We usually travel to India early in the year - Jan to March but are breaking with tradition in order to experience some ceremonies that occur in November (The camel/horse fair at Pushkar - near Jaipur, and Dev Dewali at the River Ganges at Varanasi).   We're staying in the North of India this trip and not tagging on a South Indian tour.

Anyway, as always, I intend to keep a blog doing daily posts about our experiences so if anybody is interested the link is: 


Whilst we are away my younger brother will stay at our house and decorate the hall/stairs and landing so we've had to take down window blinds, wall-hangings, mirrors etc., and clear out all the hallway sideboards/cupboards so he can shift furniture on his own.    Its been a busy period.

In the meantime I started another coloured pencil portrait of the co-owner of a bar in Corralejo, Fuerteventura (our second home).  
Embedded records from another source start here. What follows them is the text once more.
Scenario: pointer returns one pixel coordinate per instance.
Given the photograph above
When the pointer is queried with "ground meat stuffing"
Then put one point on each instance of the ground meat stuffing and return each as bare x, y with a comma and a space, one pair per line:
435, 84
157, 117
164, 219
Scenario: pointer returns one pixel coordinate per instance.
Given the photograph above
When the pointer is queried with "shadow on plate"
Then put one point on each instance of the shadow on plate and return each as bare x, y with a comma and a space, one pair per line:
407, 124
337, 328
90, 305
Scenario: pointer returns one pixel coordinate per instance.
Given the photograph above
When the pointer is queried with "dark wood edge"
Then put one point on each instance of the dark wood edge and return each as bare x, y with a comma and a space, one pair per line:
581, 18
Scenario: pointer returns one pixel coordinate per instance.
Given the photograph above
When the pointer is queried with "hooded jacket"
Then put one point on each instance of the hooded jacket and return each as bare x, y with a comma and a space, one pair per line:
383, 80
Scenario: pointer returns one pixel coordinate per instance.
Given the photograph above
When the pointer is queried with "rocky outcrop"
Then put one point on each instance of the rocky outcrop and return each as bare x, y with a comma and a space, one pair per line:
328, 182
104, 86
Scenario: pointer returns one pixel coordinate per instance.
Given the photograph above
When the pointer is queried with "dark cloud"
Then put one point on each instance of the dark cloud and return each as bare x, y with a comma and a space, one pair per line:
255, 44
I decided to go back to basics and work on Fabriano Artistico white watercolour paper for this one and use dry watercolour pencils with very sharp points to just keep adding loads of very light layers - I think I'm up to about 20 layers of varying colours to get the skin tones right .     When I first started drawing human portraits in coloured pencils I followed the tutorials of an American artist.  Sadly I can't remember his name and I can't find recent work by him on a Google search.   He used cross-hatching initially with very delicate strokes to stain the papers.   Pencils had to be ultra sharp and after every couple of layers he lifted some colour gently with Blu Tack or putty and then smoothed the pencil with a tissue and kept repeating these steps.   I think he expected to use 50 or more layers of colour building up very slowly.   It is very time consuming though.

The original ref photo is taken against a dark background and she has quite a tan/glow.   Halfway through this I really regretted my choice of paper - my last cp piece done on tinted mountboard went so quickly as the paper colour greatly reduced the numbers of pencil layers I needed.     

I also didn't think through the fact that this lady is wearing a headress/fascinator with pale coloured flowerbuds and creamy/white pearls so a darker background would have shown them off better.     Having got this far, I'll persevere and see how it ends up - then I'll probably dash out and buy some mountboard and do another version in a fraction of the time!

Anyway.    These are the first 2 progress pictures - I won't have time to do any more work on it till we're back from India so its being added to the list of ever-growing 'not yet finished' pictures in my studio.

The photos are poor as the light was bad when I took them - the paper is white but looks dingy/grey in these.     I'll try to take the next photos in proper daylight.

First WIP

and the 2nd WIP after a couple of hours working on it this afternoon

1 comment:

  1. A beautiful work in progress portrait, Sue! I really look forward to seeing this finished. I, as well have problems getting the right color when taking a photo....
    Enjoy your trip to India and will be following you on your link. I hope you know how I envy you....just thinking of all the reference photos!!! WOW.